His appeal last year was wholly rejected, with Illinois justices saying there was "plentiful evidence" he killed "all three members of his wife's family" after many threats to do so. Last month, the U.S. Supreme Court refused to take his case.
Goudie: "Why should anybody believe what you're saying now?"
Balfour: "I mean it's up to them to make sense out of it. Because if you make a statement and the statement don't add up to the way the murders happen - then it's a problem. That's reasonable doubt."
Balfour, 34, is a career criminal. The police paperwork on him is pages long. Since age 14 - a gang member, car-jacked, burglar and drug dealer. He is a 10th-grade dropout whose father and brother are both ex-cons.
Goudie: "If you didn't kill Jennifer Hudson's family, who did?"
Balfour: "I don't know. I can sit here and speculate the many names and just throw them out there to you, it still wouldn't solve it, period."
Balfour refused to answer only one question.
Goudie: "Why did you not testify?"
Balfour: "My trial lawyer."
Goudie: "You could've overruled that."
Balfour: "I know that. But they was things that was discussed in private about taking the stand."
Whatever those were, he wouldn't say. But he was happy to discuss his boyhood friend Hudson who, a year before the killings, he was pictured toasting her Academy Award.
Goudie: "What would you say to Jennifer Hudson if she was sitting across from you?"
Balfour: "I didn't have nothing to do with her family being killed. Period."
Goudie: "Do you ever think about Julian?"
Balfour: "Of course I do."
Goudie: "What do you think about him?"
Balfour: "This was a child that I used to see all the time, tried to get him to ride a bike, all the time.
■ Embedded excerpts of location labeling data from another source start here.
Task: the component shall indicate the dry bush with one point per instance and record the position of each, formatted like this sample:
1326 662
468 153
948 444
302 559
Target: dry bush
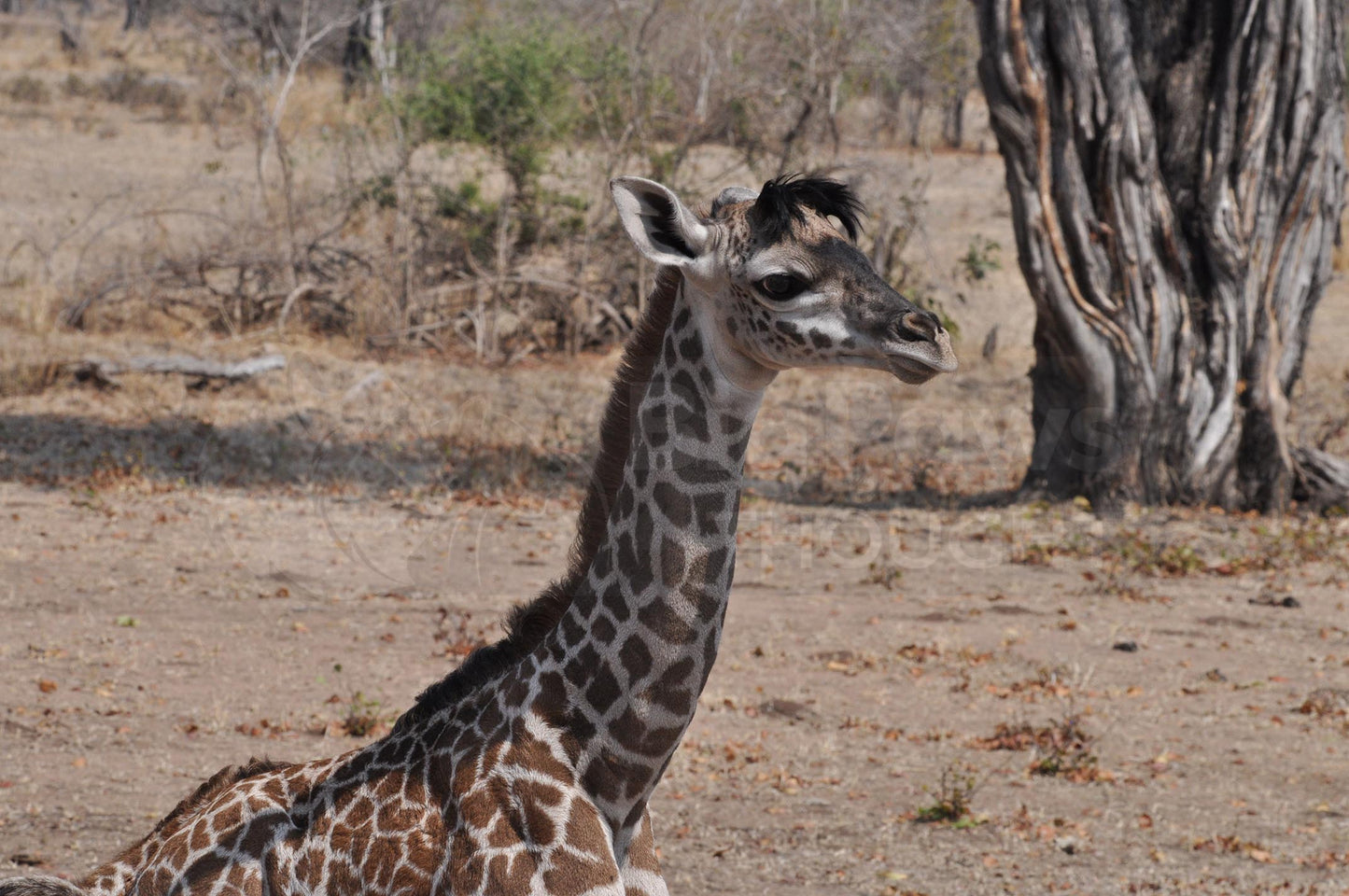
27 90
138 90
420 214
I mean... I don't know... Do I miss him? Yea. Do I love him? Yea."
Goudie: "Why would a 7-year-old have been killed?"
Balfour: "That's what I'm saying... it could have been a wrong place at the wrong time, the person who come in there to kill somebody don't kill who they kill. If you are a witness and you can identify somebody, they can say I killed him because he could have identified me but that's not the case."
Goudie: "That 7-year-old boy could have identified you."
Balfour: "That what I said earlier, that he could identify me and that's why he got killed. Or he killed him because he could identify him. Now Julian was smart, he could remember faces."
Goudie: "And what do you think about a person who could kill a boy that age in the way that he was killed?"
Balfour: "Heartless, straight heartless. He isn't got no family morals, nothing."
After learning of Balfour's remarks, Chicago police said they "firmly stand behind" a case "based exclusively on facts and evidence." A spokesman for the Cook County state's attorney called that evidence "overwhelming" and said Balfour was "afforded every legal right and the opportunity to present any relevant defense."
Balfour's lawyers declined comment. Jennifer and Julia Hudson did not respond to I-Team requests for interviews.
The Chicago Police Department spokesperson released the following statement:
"CPD stands firmly behind our investigation which was based exclusively on facts and evidence in this senseless murder."
The Cook County state's attorney spokesperson released the following statement:
"This defendant was convicted of these heinous crimes, including the vicious murder of a 7-year-old child, after a lengthy trial before a Cook County Jury. He was afforded every legal right and provided the opportunity to present any relevant defense. The evidence establishing this defendant's guilt of these unspeakable crimes was overwhelming."